Authors: Daniel Suarez
“What’s my objective?”
The colonel closed his laptop and focused his gaze on Odin. “You are to discover the source of the drone attacks on the continental United States.”
“You’re referring to the terror bombings, sir?”
“That’s a cover story. The truth is more worrisome. We think whoever was behind the Karbala attack is also behind the CONUS attacks.”
Odin considered the implications.
“One more thing.” The colonel paused for emphasis. “You are to pursue your mission no matter where it leads you—even if you are commanded to stop. You must continue, and you must succeed. Do you understand me, Master Sergeant?”
Odin nodded. “Yes, I believe I do, sir.”
CHAPTER 3
Raconteur
“G
ood afternoon,
ladies and gentlemen. My name is Joshua Strickland, team lead for visual intelligence development here at the Stanford Vision Lab. I’d like to thank you all for coming today.”

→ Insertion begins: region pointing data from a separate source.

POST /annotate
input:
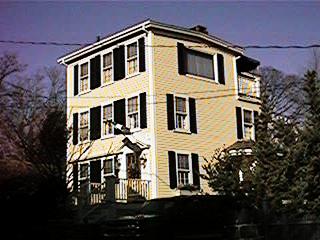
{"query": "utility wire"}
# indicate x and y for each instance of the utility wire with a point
(169, 46)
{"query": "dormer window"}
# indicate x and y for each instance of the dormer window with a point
(107, 68)
(132, 58)
(84, 76)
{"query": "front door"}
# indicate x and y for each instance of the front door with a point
(133, 166)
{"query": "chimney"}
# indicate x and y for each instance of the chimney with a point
(200, 28)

Strickland stood at the head of a darkened, windowless lecture hall in the basement of the Gates Computer Science Building. Beside him the camera-eye logo of the Vision Lab filled a large projection screen. In the PowerPoint afterglow he saw familiar and unfamiliar faces among a small audience seated primarily in the front two rows. He focused on the serious faces seated just before him.

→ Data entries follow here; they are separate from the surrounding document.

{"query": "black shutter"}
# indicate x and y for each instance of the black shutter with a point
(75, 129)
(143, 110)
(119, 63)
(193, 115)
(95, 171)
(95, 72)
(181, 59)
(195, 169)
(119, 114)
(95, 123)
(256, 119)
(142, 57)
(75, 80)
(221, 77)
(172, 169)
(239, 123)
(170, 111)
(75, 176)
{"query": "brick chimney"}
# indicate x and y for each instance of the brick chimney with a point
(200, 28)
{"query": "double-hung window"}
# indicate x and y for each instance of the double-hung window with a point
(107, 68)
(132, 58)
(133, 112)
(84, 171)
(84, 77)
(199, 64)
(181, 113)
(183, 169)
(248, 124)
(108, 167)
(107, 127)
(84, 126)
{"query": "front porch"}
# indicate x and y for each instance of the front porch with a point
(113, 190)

“An especially warm welcome to our distinguished guests from the Transformational Convergence Technology Office. Thanks also to our faculty advisor, Doctor Lei Li, without whose support we would not be presenting to you today.”
There was timid applause from somewhere in the darkness.
Strickland paused to collect his thoughts. So much was riding on this. He took a breath then began, “What you’re about to see is a visual intelligence technology we call Raconteur.” A click of his wireless remote, and the slide changed to an animation of dozens, then hundreds, and then thousands of individual video insets, swarming. It was a vast stream of graphic data. “Visual intelligence is often confused with ‘computer vision’—but it’s much more than that. Visual intelligence means giving machines the ability not merely to identify objects in images—which has been possible for years—but the cognitive ability to discern what’s occurring in a scene. Concept detection, integrated cognition, interpolation— prediction. What could have happened, and what might happen next. It means giving machines not only the ability to see but to understand what they see.”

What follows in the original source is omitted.